I have a following test file :
Jon Smith 1980-01-01
Matt Walker 1990-05-12
What is the best way to parse through each line of this file, creating object with (name, surname, birthdate) ? Of course this is just a sample, the real file has many records.
import java.io.*;
class Record
{
String first;
String last;
String date;
public Record(String first, String last, String date){
this.first = first;
this.last = last;
this.date = date;
}
public static void main(String args[]){
try{
FileInputStream fstream = new FileInputStream("textfile.txt");
DataInputStream in = new DataInputStream(fstream);
BufferedReader br = new BufferedReader(new InputStreamReader(in));
String strLine;
while ((strLine = br.readLine()) != null) {
String[] tokens = strLine.split(" ");
Record record = new Record(tokens[0],tokens[1],tokens[2]);//process record , etc
}
in.close();
} catch (Exception e){
System.err.println("Error: " + e.getMessage());
}
}
}
import java.io.File;
import java.io.FileNotFoundException;
import java.util.Scanner;
public class ScannerReadFile {
public static void main(String[] args) {
//
// Create an instance of File for data.txt file.
//
File file = new File("tsetfile.txt");
try {
//
// Create a new Scanner object which will read the data from the
// file passed in. To check if there are more line to read from it
// we check by calling the scanner.hasNextLine() method. We then
// read line one by one till all line is read.
//
Scanner scanner = new Scanner(file);
while (scanner.hasNextLine()) {
String line = scanner.nextLine();
System.out.println(line);
}
} catch (FileNotFoundException e) {
e.printStackTrace();
}
}
}
This:
while (scanner.hasNextLine()) {
String line = scanner.nextLine();
Could also be changed to
while (scanner.hasNext()) {
String line = scanner.next();
Which will read whitespace.
You could do
Scanner scanner = new Scanner(file).useDelimiter(",");
To do a custom delimiter
At the time of the post, now you have three different ways to do this. Here you just need to parse the data you need. You could read the the line, then split or read one by one and everything 3 would a new line or a new person.
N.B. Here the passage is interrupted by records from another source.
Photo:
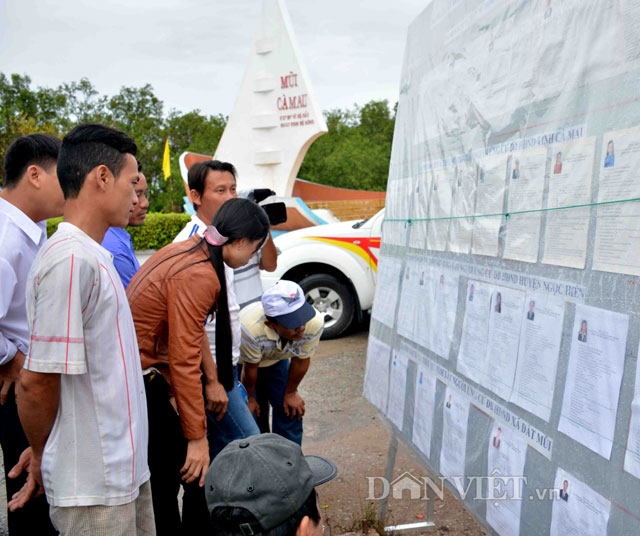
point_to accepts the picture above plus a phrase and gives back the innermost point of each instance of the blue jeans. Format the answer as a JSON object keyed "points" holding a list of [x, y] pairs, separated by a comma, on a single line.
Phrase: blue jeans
{"points": [[237, 422], [271, 385]]}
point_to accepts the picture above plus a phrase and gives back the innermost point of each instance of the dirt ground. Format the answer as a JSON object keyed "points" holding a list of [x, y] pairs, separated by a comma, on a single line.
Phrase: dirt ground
{"points": [[342, 426]]}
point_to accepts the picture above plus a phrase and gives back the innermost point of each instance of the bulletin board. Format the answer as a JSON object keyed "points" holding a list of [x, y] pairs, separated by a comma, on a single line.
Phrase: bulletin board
{"points": [[504, 337]]}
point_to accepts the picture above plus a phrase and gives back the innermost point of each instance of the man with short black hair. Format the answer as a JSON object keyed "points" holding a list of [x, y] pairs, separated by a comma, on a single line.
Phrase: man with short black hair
{"points": [[117, 240], [81, 394], [30, 196], [264, 485]]}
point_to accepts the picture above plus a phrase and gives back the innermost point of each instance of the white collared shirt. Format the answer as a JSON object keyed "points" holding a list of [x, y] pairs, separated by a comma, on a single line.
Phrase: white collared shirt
{"points": [[21, 238], [82, 329]]}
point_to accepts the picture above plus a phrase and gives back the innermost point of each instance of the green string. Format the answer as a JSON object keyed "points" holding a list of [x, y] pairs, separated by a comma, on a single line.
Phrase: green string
{"points": [[507, 215]]}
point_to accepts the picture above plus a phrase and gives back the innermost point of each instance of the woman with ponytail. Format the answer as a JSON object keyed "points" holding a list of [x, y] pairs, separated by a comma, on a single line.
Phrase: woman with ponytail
{"points": [[171, 297]]}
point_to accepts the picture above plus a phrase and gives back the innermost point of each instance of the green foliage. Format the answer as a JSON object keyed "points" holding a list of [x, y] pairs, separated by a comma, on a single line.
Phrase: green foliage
{"points": [[356, 151], [52, 225], [158, 230], [354, 154]]}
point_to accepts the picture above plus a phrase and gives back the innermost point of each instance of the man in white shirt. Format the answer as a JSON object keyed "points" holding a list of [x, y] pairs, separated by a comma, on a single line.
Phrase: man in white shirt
{"points": [[31, 195], [81, 395]]}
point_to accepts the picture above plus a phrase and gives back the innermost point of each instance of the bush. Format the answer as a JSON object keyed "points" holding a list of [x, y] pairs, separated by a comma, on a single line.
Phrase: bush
{"points": [[158, 229]]}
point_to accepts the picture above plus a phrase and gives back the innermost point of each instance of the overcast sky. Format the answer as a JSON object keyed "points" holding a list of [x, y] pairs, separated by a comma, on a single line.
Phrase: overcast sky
{"points": [[194, 52]]}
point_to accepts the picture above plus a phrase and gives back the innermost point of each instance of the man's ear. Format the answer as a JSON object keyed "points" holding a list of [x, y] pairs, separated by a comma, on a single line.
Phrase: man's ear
{"points": [[102, 176], [304, 528], [32, 175]]}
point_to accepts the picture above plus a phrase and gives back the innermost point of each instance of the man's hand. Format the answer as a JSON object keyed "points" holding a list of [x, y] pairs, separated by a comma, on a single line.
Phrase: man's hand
{"points": [[9, 374], [32, 487], [293, 405], [197, 461], [254, 407], [217, 399]]}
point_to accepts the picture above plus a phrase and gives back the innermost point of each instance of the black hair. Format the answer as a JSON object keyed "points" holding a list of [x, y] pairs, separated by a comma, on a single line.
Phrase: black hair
{"points": [[237, 218], [86, 147], [226, 520], [197, 175], [35, 149]]}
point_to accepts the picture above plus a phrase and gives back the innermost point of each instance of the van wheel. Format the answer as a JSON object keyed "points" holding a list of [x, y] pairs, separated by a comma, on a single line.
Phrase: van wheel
{"points": [[333, 299]]}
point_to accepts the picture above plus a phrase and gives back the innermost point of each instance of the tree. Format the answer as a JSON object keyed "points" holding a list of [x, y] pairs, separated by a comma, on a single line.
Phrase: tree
{"points": [[356, 151]]}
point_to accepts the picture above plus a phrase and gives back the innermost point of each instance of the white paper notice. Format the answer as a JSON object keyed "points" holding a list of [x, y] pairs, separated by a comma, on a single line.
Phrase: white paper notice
{"points": [[490, 200], [397, 388], [386, 297], [596, 362], [567, 230], [424, 410], [475, 331], [376, 375], [632, 454], [454, 434], [416, 299], [526, 187], [420, 214], [397, 210], [440, 209], [577, 509], [617, 243], [461, 228], [504, 334], [507, 453], [443, 312], [538, 354]]}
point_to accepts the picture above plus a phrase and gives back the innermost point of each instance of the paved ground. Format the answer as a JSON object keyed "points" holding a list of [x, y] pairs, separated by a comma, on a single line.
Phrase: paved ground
{"points": [[341, 425]]}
At first glance, I would suggest the StringTokenizer would be your friend here, but having some experience doing this for real, in business applications, what you probably cannot guarantee is that the Surname is a single name (i.e. someone with a double barrelled surname, not hyphenated would cause you problems.
If you can guarantee the integrity of the data then, you code would be
BufferedReader read = new BufferedReader(new FileReader("yourfile.txt"));
String line = null;
while( (line = read.readLine()) != null) {
StringTokenizer tokens = new StringTokenizer(line);
String firstname = tokens.nextToken();
...etc etc
}
If you cannot guarantee the integrity of your data, then you would need to find the first space, and choose all characters before that as the last name, find the last space and all characters after that as the DOB, and everything inbetween is the surname.
Use a FileReader for reading characters from a file, use a BufferedReader for buffering these characters so you can read them as lines. Then you have a choice.. Personally I'd use String.split() to split on the whitespace giving you a nice String Array, you could also tokenize this string.
Of course you'd have to think about what would happen if someone has a middle name and such.
Look at BufferedReader class. It has readLine method. Then you may want to split each line with space separators to construct get each individual field.